Mendelsohn launched the largest fundraising drive in MD Anderson history. He set an initial goal of $1 billion, which some thought impossible, and then reached that goal 2 years ahead of schedule. He next raised the goal to $1.2 billion and reached that. The money built laboratories, endowed chairs, and expanded clinical facilities. US News & World Report ranked MD Anderson the nation’s top cancer hospital for 6 of Mendelsohn’s last 8 years as president.

“What John accomplished, as an administrator, when he ran MD Anderson was, as far as I can tell, unprecedented in the history of cancer centers,” said Leon Leach, PhD, who served as MD Anderson’s executive vice president for business and finance during Mendelsohn’s tenure. “He quadrupled the size of the organization in terms of revenue and he improved quality at exactly the same time.

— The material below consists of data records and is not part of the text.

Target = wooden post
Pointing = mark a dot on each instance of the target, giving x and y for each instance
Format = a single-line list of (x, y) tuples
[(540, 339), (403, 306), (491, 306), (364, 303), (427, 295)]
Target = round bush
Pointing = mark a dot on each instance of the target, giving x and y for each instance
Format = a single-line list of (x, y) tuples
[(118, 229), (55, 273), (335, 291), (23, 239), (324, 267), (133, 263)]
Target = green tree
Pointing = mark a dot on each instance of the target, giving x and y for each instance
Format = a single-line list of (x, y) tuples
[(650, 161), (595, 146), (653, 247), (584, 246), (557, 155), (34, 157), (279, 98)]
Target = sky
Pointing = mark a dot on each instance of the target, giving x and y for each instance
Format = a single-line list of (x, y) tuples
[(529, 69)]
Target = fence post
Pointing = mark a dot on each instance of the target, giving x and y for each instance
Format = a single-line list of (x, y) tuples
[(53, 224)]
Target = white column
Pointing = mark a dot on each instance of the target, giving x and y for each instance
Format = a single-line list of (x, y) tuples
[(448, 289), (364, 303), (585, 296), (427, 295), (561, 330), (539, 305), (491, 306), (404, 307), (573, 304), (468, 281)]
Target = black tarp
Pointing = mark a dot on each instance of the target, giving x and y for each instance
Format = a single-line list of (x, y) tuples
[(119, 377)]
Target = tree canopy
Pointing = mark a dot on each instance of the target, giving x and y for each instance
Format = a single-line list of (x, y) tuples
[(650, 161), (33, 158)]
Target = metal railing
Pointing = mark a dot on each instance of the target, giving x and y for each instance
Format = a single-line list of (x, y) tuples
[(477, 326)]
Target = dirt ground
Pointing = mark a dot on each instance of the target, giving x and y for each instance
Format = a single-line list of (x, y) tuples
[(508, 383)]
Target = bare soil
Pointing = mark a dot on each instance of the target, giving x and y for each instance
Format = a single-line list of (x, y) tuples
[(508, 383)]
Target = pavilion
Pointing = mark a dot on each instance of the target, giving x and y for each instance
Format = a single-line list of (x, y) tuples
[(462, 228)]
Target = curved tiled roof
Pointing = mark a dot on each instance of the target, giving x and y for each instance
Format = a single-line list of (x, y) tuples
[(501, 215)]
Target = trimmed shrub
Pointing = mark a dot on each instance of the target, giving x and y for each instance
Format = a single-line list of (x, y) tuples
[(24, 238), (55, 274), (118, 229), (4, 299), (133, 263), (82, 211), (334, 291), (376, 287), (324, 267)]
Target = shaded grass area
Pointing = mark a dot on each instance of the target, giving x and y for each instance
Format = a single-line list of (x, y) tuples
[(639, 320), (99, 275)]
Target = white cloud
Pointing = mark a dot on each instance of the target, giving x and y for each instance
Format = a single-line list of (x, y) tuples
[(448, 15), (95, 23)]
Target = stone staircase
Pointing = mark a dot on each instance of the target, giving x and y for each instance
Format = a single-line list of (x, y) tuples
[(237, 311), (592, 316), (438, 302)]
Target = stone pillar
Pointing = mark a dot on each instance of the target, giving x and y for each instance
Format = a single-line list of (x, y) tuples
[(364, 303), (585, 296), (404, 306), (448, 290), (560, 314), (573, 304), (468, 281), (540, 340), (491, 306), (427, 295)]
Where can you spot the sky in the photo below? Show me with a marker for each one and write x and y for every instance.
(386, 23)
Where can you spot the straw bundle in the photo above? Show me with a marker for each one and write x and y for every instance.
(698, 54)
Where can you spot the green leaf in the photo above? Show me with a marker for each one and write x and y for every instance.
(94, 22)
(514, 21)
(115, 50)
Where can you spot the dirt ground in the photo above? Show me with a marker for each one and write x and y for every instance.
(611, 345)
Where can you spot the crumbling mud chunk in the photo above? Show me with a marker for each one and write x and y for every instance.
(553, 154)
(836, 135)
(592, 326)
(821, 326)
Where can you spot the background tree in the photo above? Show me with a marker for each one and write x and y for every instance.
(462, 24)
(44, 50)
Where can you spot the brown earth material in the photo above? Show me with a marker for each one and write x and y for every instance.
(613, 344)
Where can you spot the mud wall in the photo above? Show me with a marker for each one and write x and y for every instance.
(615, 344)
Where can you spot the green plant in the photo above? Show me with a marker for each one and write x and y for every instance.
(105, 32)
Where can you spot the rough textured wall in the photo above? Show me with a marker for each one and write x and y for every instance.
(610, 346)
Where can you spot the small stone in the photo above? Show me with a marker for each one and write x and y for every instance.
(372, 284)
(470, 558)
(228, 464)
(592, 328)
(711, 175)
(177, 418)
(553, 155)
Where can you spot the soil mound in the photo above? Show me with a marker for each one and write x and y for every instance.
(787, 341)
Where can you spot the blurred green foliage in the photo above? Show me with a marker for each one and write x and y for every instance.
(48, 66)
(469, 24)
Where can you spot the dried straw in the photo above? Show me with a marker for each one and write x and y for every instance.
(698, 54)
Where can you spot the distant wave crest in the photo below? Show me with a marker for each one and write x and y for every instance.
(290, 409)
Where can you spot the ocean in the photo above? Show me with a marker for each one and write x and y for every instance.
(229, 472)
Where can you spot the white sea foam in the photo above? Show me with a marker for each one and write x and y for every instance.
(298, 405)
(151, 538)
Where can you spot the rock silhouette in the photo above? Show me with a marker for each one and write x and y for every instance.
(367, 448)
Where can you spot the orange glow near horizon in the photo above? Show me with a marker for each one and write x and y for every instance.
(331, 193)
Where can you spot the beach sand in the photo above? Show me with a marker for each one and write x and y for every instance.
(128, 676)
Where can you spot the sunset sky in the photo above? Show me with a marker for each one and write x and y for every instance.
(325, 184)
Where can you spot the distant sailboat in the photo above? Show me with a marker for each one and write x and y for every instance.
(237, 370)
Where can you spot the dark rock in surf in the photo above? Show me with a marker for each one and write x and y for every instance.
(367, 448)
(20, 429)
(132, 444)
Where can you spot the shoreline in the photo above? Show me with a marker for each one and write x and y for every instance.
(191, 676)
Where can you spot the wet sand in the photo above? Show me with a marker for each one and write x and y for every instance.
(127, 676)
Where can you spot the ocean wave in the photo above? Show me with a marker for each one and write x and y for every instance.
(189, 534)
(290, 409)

When is the last time you saw any type of organization get significantly better in the middle of a massive growth spurt?”

Mendelsohn’s work left him with relatively little time for a normal home life, but he was lucky enough to marry a fellow scientist who supported his passion for discovery. Indeed, the work Anne Mendelsohn did for Polaroid (which earned her 2 patents) helped finance John Mendelsohn’s years at medical school and provide some creature comforts during what would have been very lean years of postdoctoral study.

Mendelsohn tried to pay her back by working only in world-class cities where she wanted to live and by leaving his job behind during their vacations. He was also at home for dinner with Anne and their 3 sons every night he was in town. “I worked hard, but I played hard, too,” he said. “I made sure to pack the time I had with them with as many good experiences as I could.”